This Space for Rent

Ayup, it can’t be fixed, so I’ll put off until tomorrow what can’t be fixed today

So I went to an osteopath on monday and had him look at my shoulder. He had another round of xrays taken of the offending shoulder, and, yes, the poor thing is pretty severely separated (the CC ligaments that my normal doctor and the ER people said were just damaged are “just damaged” to the point where I think they’ve either stretched beyond repair or have finally ruptured; during the last couple of days, I can poke at the offending clavicle and feel it depress, which means either no more CC ligaments or they’ve retired from active duty.) but, no, surgery won’t completely fix it.

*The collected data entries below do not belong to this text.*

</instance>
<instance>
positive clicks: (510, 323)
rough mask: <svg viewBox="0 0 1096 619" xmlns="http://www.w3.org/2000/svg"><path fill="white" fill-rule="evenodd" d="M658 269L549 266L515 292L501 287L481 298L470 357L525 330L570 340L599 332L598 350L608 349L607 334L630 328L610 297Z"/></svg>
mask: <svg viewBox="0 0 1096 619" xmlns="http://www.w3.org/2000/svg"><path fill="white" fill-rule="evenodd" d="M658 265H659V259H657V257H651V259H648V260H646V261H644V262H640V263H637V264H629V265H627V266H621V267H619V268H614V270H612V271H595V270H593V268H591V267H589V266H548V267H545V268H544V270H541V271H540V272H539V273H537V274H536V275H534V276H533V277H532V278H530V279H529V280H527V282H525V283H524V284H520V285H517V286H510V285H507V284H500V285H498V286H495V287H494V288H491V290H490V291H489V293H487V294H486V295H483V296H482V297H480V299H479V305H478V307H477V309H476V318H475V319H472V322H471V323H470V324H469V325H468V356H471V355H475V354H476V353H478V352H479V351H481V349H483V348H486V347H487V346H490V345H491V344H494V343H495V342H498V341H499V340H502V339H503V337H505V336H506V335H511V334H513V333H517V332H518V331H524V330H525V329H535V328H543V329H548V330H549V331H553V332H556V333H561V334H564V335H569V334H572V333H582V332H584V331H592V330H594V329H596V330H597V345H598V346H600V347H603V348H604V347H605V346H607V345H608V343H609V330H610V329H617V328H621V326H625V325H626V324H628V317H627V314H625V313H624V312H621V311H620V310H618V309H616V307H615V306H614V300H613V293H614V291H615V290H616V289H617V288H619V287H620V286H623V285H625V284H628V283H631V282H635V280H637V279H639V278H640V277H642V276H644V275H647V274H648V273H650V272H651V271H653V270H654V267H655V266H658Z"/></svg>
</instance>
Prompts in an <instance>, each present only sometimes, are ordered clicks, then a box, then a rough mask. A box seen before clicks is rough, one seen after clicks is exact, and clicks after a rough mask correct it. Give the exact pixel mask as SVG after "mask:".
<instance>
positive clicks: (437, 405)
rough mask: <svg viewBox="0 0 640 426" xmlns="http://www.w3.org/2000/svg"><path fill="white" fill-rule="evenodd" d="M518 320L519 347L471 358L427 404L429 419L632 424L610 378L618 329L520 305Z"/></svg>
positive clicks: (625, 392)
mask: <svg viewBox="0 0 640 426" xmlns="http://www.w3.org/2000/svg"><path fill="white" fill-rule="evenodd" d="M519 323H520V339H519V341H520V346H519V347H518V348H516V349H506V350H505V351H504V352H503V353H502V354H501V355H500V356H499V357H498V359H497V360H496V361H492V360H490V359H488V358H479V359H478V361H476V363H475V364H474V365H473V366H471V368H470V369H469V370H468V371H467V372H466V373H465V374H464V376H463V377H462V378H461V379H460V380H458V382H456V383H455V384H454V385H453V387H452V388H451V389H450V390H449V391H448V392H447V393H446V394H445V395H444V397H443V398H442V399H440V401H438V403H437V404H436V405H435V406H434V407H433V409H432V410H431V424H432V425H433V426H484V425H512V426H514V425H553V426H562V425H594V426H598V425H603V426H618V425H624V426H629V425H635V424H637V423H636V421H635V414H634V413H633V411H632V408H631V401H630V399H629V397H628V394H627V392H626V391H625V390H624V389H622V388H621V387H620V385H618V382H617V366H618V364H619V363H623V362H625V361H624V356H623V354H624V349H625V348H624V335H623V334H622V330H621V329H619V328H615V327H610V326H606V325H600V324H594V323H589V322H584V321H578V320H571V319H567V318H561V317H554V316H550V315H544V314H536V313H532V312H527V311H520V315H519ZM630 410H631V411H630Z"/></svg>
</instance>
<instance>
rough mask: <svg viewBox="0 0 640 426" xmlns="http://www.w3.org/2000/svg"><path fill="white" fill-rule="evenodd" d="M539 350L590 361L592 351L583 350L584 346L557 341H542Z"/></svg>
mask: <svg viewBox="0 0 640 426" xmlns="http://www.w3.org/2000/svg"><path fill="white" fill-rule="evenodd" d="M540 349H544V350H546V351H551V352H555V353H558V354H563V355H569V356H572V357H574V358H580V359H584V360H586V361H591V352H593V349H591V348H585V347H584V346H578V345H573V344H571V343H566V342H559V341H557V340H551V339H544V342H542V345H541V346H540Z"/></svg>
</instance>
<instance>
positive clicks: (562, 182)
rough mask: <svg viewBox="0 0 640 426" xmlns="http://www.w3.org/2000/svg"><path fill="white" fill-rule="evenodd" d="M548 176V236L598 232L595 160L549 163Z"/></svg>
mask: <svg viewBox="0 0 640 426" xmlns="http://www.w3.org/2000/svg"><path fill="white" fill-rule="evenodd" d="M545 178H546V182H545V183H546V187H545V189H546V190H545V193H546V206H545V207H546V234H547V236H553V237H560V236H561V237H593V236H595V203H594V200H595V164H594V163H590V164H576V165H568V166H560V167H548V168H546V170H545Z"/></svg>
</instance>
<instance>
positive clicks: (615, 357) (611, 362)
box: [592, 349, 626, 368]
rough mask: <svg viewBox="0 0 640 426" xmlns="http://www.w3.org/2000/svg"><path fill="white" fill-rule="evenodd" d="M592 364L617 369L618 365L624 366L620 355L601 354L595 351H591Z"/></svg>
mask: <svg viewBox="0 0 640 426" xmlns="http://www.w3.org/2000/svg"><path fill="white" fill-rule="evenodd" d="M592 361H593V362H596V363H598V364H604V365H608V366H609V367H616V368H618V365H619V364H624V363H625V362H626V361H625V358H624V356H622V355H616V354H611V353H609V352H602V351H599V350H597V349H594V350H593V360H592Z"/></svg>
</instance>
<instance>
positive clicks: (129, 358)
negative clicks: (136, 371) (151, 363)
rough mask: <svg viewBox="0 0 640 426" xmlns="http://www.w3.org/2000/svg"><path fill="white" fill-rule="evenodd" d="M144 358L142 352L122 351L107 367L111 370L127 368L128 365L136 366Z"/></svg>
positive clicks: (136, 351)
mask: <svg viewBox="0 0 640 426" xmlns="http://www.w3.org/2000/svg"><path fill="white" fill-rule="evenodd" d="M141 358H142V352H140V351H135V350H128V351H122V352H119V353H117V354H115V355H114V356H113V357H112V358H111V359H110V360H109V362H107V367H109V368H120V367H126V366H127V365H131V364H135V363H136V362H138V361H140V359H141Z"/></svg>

Apparently not very many people are willing to try and suture AC ligaments together (because they don’t heal?) and the local osteopaths aren’t counted in that “not very many people” category. They can trim and suture the CC ligaments together, which means that the clavicle may drop back to a more conventional position and stop fouling the point of the shoulder (apparently it will also do some stabilization when you’re lifting your arm high above your shoulder, but a lot of that stabilization seems to be because part of the surgery is to resect the end of the clavicle, thus mechanically getting it the hell out of the way of the point of the shoulder.) But the cost of this surgery is, indeed, 4 months of immobility – the doctor I talked to said that for 4 months I couldn’t lift anything weighing more than 8 oz with that arm.

Now that’s a spectacular reduction in usefulness right there. I won’t enumerate exactly everything that this cuts out, but if it’s fun basically I can’t use that side of my torso for it. (And even if it’s not fun – things like climbing into and out of bed or getting a shirt on come to mind – it’s still not doable.) It is worthwhile not having the stupid clavicle leaning on my shoulder getting in the way whenever I do anything with the arm, and it would be worth something cosmetically to not have this horrible little bump (as if I was a pirate who had a giant ichneumon wasp as a familiar instead of a parrot) on my right shoulder, but 4 months offline is a considerable period of time when it happens right before the start of the summer brevet season.

And to add insult to that, apparently the best results for shoulder reconstruction surgery is if you do it within 2 weeks of the injury, which would have put the surgery before the spring 400k – I can wait until later for the surgery, but then I would need to have cadaver ligaments put in to replace the now scarred-into-uselessness ligaments that used to be there.

Given any luck, I can continue randonneuring until my 80s (offer not valid if I die before then, of course; zombie randonneuring might be amusing, but in any case I would not be around for it) which leaves me with 30 or so summers left to ride. Lose this summer and I lose 3% of my summers, and that 3% would be right at the peak of my fitness. I can, I suppose, hunt around for a tadpole and trike it for a summer (but that would require borrowing one, because a new one costs $1200 $3000 (for a racy model) and that’s a lot of money to spend for 4 months) but if I did the surgery now I’d still be in a narcotic haze on saturday, which would not be conducive to finishing a 400k loop, particularly on a new type of hpv.

So defer defer defer. Ride the 400 on Saturday (or DNF trying to ride it) and see how my crippled shoulder feels. There’s not much I need to use that side of my body for much these days, so if I can ride reasonably long distances with it I can make it through until the summer series is over, then decide whether or not it’s worth taking myself offline for 4 months to try and glue that side of my torso back together or not.

On the bright side I’ve got enough strength back I can wrench on my bicycles again – I was able to pull and replace the bottom bracket on my Trek this afternoon without having that side of my body completely explode on me – so I can do some routine maintenance around the house again.